Reportagem da revista “CartaCapital” publicada na segunda-feira (26) relembra como os moradores das comunidades, principalmente jovens, têm muitos motivos para temer a ostensiva presença de militares nos morros cariocas.

Em novembro de 2017 uma operação conjunta do Exército com o Core, unidade de elite da Polícia Civil, acabou com sete corpos espalhados por uma estrada do Complexo do Salgueiro, em São Gonçalo, na Região Metropolitana do Rio. Logo depois, falecia a oitava vítima. Até hoje, nem os policiais nem os militares se responsabilizaram, jogando mais uma chacina na vala do esquecimento.

Não basta o histórico violento, mas declarações de militares que estão à frente da intervenção mostram que não existe sequer pudor ao deixar explícito o caráter de exceção da medida.
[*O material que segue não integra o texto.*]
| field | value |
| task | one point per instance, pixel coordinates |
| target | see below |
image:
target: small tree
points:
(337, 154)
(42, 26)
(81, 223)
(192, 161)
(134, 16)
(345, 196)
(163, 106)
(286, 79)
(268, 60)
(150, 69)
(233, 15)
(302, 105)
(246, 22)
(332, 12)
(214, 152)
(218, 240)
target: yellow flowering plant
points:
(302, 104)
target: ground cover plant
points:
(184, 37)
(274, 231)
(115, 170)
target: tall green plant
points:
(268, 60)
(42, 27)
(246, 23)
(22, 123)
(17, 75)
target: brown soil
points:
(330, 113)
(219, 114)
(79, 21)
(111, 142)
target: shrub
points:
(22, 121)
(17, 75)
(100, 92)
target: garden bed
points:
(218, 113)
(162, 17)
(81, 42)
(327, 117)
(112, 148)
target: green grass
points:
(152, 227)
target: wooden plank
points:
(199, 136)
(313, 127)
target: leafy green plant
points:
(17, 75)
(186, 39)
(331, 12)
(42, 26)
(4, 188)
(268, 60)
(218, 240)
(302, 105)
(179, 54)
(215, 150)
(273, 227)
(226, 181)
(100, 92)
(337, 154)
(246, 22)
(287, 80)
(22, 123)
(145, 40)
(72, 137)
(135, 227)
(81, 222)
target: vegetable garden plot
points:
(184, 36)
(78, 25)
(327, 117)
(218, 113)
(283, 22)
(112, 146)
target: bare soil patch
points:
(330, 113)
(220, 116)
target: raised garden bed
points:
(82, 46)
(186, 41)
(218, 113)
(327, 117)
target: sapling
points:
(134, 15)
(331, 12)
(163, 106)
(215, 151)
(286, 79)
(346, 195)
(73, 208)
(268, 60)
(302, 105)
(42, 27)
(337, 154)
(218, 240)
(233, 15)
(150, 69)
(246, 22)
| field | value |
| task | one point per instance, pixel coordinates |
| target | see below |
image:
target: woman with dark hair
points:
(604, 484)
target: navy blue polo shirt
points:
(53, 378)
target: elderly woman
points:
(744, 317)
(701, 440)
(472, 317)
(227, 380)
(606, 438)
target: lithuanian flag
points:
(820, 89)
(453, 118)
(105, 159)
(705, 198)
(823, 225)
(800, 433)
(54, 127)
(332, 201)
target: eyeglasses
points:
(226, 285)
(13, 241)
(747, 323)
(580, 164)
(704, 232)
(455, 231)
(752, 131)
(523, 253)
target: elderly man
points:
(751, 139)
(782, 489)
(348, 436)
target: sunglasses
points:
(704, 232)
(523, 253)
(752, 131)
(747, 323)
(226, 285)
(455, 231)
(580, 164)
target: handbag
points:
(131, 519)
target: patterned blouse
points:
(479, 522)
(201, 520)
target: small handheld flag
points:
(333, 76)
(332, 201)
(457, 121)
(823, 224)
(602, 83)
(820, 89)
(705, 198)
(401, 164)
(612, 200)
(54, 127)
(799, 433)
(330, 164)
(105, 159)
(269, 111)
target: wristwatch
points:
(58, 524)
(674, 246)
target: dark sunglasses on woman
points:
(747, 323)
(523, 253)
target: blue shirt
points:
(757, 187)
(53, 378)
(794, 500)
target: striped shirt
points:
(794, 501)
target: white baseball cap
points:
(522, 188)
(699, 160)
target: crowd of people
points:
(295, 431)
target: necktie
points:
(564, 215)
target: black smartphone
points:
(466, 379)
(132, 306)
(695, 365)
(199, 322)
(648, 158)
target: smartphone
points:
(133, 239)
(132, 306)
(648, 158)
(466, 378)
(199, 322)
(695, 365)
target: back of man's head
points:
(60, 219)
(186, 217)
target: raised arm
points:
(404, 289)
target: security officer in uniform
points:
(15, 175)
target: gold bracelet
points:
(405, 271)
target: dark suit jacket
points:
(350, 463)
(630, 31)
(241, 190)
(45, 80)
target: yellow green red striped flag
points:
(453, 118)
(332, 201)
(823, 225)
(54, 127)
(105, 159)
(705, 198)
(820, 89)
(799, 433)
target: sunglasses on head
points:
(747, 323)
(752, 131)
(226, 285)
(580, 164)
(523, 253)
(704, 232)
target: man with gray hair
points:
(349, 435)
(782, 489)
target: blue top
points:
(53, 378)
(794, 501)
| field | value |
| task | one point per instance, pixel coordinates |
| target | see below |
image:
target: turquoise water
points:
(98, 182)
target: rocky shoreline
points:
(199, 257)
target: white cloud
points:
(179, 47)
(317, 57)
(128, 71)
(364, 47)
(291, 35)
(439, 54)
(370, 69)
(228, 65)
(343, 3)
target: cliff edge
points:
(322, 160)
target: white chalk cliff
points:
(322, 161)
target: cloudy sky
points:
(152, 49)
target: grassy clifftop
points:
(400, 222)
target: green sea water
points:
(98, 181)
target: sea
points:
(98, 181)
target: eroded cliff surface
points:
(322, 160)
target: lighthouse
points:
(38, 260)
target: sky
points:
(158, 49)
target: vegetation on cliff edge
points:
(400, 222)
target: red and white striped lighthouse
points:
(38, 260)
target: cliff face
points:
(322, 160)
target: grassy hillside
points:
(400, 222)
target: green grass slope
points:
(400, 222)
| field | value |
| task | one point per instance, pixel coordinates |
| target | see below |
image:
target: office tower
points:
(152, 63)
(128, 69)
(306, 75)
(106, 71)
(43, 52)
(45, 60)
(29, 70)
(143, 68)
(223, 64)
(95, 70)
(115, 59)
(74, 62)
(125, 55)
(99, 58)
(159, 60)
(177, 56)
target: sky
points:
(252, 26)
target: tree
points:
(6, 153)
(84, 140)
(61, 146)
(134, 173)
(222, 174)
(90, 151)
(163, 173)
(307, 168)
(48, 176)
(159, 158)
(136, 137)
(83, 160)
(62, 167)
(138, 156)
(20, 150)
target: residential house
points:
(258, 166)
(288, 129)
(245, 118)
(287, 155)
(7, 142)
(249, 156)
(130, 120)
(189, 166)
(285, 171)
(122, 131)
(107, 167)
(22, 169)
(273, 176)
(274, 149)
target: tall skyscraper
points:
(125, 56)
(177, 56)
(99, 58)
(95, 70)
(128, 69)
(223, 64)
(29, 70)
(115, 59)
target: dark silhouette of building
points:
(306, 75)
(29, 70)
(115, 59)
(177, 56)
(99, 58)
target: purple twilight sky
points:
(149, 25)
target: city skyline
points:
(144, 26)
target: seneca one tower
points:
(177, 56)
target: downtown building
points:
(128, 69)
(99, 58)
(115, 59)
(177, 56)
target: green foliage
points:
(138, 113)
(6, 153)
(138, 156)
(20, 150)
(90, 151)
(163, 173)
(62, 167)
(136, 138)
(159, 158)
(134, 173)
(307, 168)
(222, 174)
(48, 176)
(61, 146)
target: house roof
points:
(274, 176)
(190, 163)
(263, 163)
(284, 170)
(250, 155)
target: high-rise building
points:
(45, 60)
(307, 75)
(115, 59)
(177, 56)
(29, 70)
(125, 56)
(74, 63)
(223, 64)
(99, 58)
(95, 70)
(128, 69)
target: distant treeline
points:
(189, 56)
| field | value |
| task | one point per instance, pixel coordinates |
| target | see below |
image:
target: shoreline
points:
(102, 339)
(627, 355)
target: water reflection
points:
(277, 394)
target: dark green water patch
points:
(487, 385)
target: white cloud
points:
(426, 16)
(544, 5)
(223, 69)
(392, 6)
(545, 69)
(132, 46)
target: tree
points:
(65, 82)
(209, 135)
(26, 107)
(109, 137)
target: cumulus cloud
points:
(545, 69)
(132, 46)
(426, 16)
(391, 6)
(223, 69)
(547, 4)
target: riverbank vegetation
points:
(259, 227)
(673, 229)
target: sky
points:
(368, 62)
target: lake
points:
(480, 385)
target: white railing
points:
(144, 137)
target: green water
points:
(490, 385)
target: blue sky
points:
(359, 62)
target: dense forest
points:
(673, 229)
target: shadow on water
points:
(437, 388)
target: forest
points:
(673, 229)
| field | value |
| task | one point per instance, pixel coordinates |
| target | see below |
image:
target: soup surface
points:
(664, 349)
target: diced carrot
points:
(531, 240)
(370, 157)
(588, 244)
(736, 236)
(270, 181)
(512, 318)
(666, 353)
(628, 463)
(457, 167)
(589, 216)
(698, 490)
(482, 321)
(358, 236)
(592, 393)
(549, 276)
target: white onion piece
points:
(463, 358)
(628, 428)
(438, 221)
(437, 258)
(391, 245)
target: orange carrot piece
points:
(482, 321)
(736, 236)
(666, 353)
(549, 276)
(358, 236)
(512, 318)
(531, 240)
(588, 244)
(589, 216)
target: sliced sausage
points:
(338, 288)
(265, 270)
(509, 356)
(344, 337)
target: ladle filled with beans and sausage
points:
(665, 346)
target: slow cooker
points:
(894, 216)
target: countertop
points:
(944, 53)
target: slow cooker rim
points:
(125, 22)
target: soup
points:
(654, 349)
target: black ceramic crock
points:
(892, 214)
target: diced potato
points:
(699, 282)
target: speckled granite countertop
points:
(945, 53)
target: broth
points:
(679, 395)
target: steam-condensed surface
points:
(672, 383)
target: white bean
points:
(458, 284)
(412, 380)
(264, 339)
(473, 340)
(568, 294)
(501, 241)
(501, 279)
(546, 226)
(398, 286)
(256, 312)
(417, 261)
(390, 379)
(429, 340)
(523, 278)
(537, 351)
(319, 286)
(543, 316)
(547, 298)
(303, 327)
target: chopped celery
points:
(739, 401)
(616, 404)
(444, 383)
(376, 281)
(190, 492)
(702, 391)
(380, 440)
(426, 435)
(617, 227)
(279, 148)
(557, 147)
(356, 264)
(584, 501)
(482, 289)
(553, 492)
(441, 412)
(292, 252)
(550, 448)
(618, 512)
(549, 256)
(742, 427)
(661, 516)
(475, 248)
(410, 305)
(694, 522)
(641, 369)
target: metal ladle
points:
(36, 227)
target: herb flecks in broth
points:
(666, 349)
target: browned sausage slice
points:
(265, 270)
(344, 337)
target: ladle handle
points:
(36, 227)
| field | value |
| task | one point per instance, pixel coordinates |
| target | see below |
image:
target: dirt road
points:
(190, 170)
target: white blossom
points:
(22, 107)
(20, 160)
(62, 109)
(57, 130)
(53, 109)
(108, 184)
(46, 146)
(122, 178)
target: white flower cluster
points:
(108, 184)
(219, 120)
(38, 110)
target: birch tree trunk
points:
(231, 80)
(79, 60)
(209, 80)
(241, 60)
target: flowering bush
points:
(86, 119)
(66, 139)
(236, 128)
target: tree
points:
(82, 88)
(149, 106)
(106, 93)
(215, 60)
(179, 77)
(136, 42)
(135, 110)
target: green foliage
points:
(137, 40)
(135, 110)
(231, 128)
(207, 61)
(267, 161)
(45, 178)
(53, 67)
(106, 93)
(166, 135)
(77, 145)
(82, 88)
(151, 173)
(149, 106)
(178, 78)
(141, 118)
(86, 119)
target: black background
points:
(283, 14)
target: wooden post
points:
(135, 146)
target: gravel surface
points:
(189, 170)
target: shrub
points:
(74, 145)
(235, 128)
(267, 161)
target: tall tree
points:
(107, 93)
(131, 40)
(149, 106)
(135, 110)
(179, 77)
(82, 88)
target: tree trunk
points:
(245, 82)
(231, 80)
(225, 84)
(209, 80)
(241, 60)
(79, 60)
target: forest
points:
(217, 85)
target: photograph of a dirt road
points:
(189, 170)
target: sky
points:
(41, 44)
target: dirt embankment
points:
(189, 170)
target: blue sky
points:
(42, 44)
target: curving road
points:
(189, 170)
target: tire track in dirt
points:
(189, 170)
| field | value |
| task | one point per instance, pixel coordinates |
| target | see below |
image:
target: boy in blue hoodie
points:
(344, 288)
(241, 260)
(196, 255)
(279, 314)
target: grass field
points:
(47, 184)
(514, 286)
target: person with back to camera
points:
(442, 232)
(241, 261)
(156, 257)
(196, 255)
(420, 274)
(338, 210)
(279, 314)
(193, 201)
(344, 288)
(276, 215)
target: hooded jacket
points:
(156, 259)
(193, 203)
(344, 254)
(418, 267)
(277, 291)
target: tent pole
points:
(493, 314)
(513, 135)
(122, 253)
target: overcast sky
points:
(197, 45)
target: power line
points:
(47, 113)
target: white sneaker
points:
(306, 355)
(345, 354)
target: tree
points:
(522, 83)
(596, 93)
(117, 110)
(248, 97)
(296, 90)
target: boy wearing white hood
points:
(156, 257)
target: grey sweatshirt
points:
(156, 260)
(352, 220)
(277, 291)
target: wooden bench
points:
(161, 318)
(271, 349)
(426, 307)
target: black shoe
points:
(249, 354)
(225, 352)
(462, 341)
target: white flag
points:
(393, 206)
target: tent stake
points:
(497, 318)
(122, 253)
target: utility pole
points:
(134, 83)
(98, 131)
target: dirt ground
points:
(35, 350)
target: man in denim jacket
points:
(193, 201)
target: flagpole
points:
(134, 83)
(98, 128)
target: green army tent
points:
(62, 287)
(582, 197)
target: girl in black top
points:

Como bem lembra a “CartaCapital”, na segunda-feira (19), durante a reunião do Conselho da República, o comandante do Exército, general Eduardo Villas Bôas, disse ser preciso dar aos militares “a garantia para agir sem o risco de surgir uma nova Comissão da Verdade”.

“Ao que parece, o oficial parece confundir a punição de torturadores com o uso legítimo da força em situações de confronto”, registra a matéria.

Violações aos direitos humanos

Ainda na terça-feira (20), a Procuradoria Federal dos Direitos dos Cidadãos e a Câmara Criminal do MPF divulgaram uma nota técnica conjunta apontando as ilegalidades da intervenção federal no Rio ide Janeiro.

Para os membros do Ministério Público Federal, o decreto de Temer é “marcado por vícios que podem resultar em graves violações à ordem constitucional e, sobretudo, aos direitos humanos.” A violação já é sentida desde os primeiros dias, como os exemplos citados acima.

No documento, os procuradores federais, que são especialistas na defesa dos direitos do cidadão, deixam clara a preocupação com a possibilidade de que excessos sejam cometidos contra a população pobre que mora em bairros e comunidades onde tropas do Exército atuarão como se fossem policiais.

O caráter de exceção está sendo denunciado diuturnamente, desde o dia do anúncio do decreto, pelo Partido dos Trabalhadores, que divulgou nota da direção junto às bancadas, que se posicionou a favor da criação de políticas públicas para melhorar a vida da população.

“O risco mais grave da intervenção federal é o risco de desvios autoritários. Tanto pelo forte aumento da militarização da política de segurança pública em um ano eleitoral, como pelo risco do envolvimento das Forças Armadas, treinadas para guerra.”

A revista “CartaCapital” lembra que Temer alcança o nível máximo de cinismo ao ir em cadeia nacional ao dizer que o “crime organizado quase tomou conta do estado”.

“Não houve nenhuma explosão de violência no Rio durante o Carnaval”, esclareceu Joana Monteiro, presidente do Instituto de Segurança Pública, órgão responsável pela divulgação de dados oficiais.

Segundo a “CartaCapital”, entre 9 e 14 de fevereiro deste ano, foram registradas 5.865 ocorrências policiais no estado, número 35% inferior àquele dos festejos de 2016, quando foram computados 9.016 delitos entre a sexta-feira e a Quarta-Feira de Cinzas.

No Carnaval de 2018, foram notificados 86 homicídios dolosos, número bem inferior ao dos anos anteriores: 94 assassinatos em 2017 e 101 em 2016.

“A taxa de 32,5 mortes violentas por 100 mil habitantes na cidade do Rio é menos da metade da registrada em meados da década de 1990. No estado, o cenário é muito parecido”, traz a reportagem, que lembra que o Rio de Janeiro é a décima capital do país com maior índice de morte violenta, segundo ranking do Fórum brasileiro com dados de 2016.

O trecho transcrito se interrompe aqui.